Chapter 5 : memory and its environment

Exercises

Paths to explore the memory

There is no question of doing “exercises” to explore memory.

We can at least learn to :

  • Know our background better. Enjoy exploring it if that is pleasant.
  • Learn to handle it better if possible.

Being more familiar with our background is constantly rediscovering:

  1. Family roots:
    • Parents and grandparents, the land where we grew up, relationships between parents and children, sisters and brothers, childhood friendships and the loves and crises of adolescence.

    Personal life history:
    • 10School and later studies, long or short, success or problems in our working life, sometimes leading to the distress of unemployment and in family life with its successes and failures, good and bad health that make life pleasant, painful or anxious, the many experiences of life, tastes and interests, travel, friendships and loves.

  2. Contemporary events:
    • Everyone has lived through historical events that have marked us more or less strongly, according to our degree of involvement : war, prison camps or the occupation, the wars in Indochina and Algeria, the construction of Europe, the discovery of techniques providing information for all, television, mobile phones, computers, space exploration, more local events like the great storm of December 1999 or the tragedy of beaches polluted by oil spills …

Personal roots, events in our lives, the global environment all constitute the background to the landscape where our memory now finds its material.

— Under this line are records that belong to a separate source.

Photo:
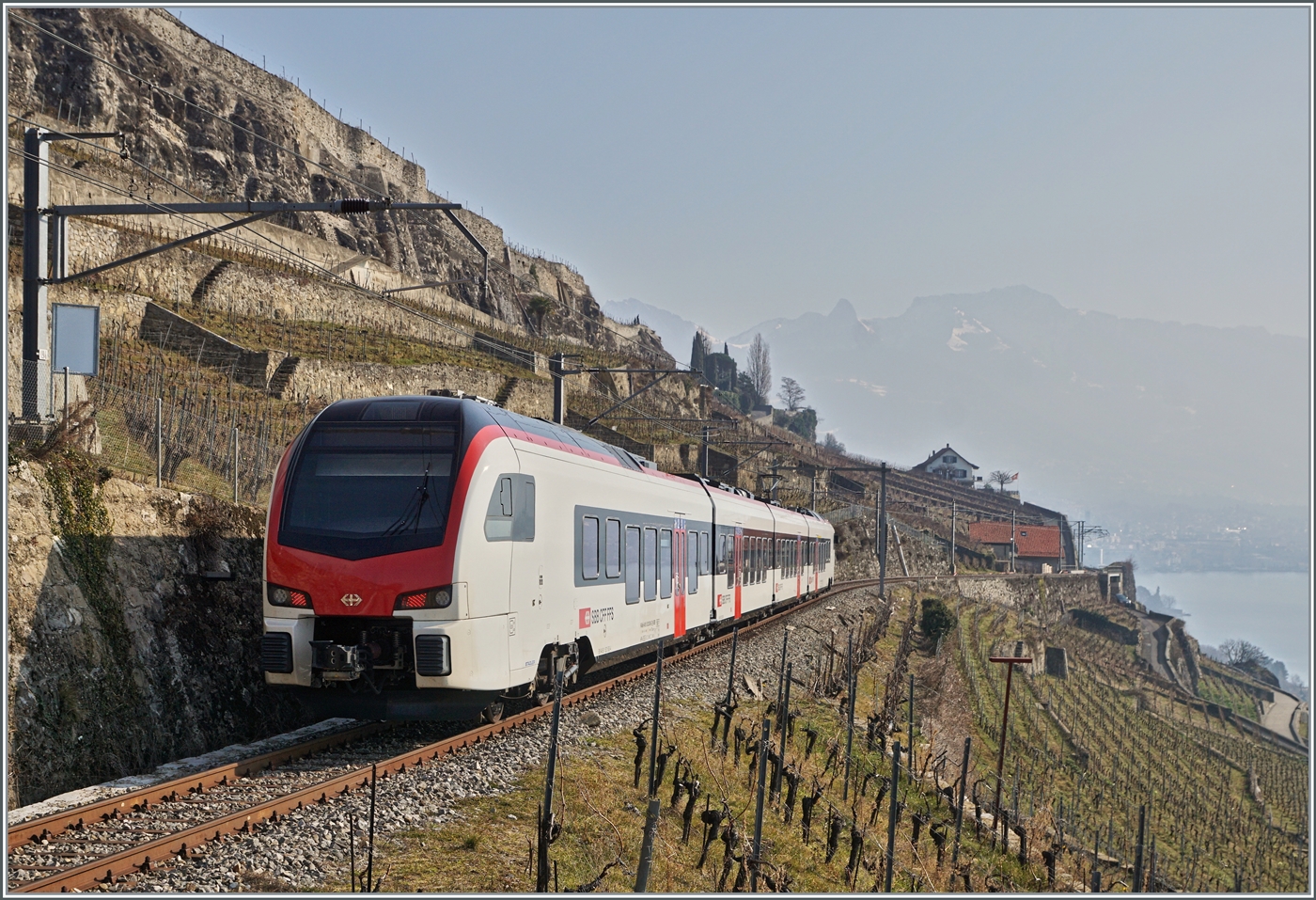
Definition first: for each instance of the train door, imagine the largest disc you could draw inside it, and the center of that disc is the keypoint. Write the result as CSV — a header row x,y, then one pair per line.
x,y
530,624
816,564
796,547
680,570
739,549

Using our memory involves finding the image we are seeking in that incredible jumble of “traces”. Every recollection saved from this adventure is a virtual miracle.  

 

To retrieve is to handle better

If there is a place that is more painful, the memory will take longer to surface or it will simply refuse to emerge. It is not that our memory is at fault It is suffering and is letting us know by its reluctance to deliver the memories we are seeking. Listening to ourselves, letting our memory recall the hidden parts of ourselves, then considering these recollections that are part of us, helping us explain a lot of our behaviour, is a good way of giving the memory the air it needs and the flexibility we sometimes lack: the memory is too distant and hard to reach. Take your time, explore your past in the vast landscape of your personality, what makes yours different from all other lives in all other times. You are the only one to have lived that life – it is yours. Cherish it. It is your memory.

Now, set out to explore your memory !

Take a photo album dating from any time in your life. Sit down and leaf through it slowly. Let the memories emerge as the pages turn. Recall people’s names, the events they call to mind. Find dates if you can. Let the memories and emotions surface slowly. Take the time to listen to what your memory is presenting. Give it time to savour recollections. You will probably feel a good deal of emotion. You were unaware that all this was inside you. It was in the background and you had not realised its presence and its importance.

Or again:

Sit in your favourite armchair. As Montaigne said, you are going to grant your thoughts an audience.Set out from a moment in your life, one which comes spontaneously to mind. Then let your thoughts flow without holding them back. They will guide you and lead you to memories that are more or less clear, and sometimes to memories you don’t care for. Airing these memories is a way of allowing them to exist, but not to have a negative effect on us.

Or again:

Choose any way you like to commune with yourself, your life, your past and the multitude of people and events that make up your personality. Learn how to handle the memories that load you down and that you would sometimes like to erase. They are there, so it is better to learn to live with them rather than to repress them, and let them live inside you. Your past is your best friend. Cherish it and it will return the compliment.

 

In one way or another you ventilate your memory. You enable the present to accord with the past which is the grounding of the present. You will avoid a lot of upsets, those dizzy moments, the memory lapses we complain of and put down to age. It is not the memory that is giving way; it is just that our footing in the present is not sure enough. Restoring contact with the past is the best way of living in the present.

This explains the need, with advancing age, to recall the past as it becomes more distant, while still providing a sure footing for us in the present.

People often take a sheet of paper and start writing. They are leaving a record for those who follow, one which would disappear if they had not felt the desire to set down their memories. And page after page, these images retrieved from the past become life stories. The memory completes its work. It has retained and now passes on.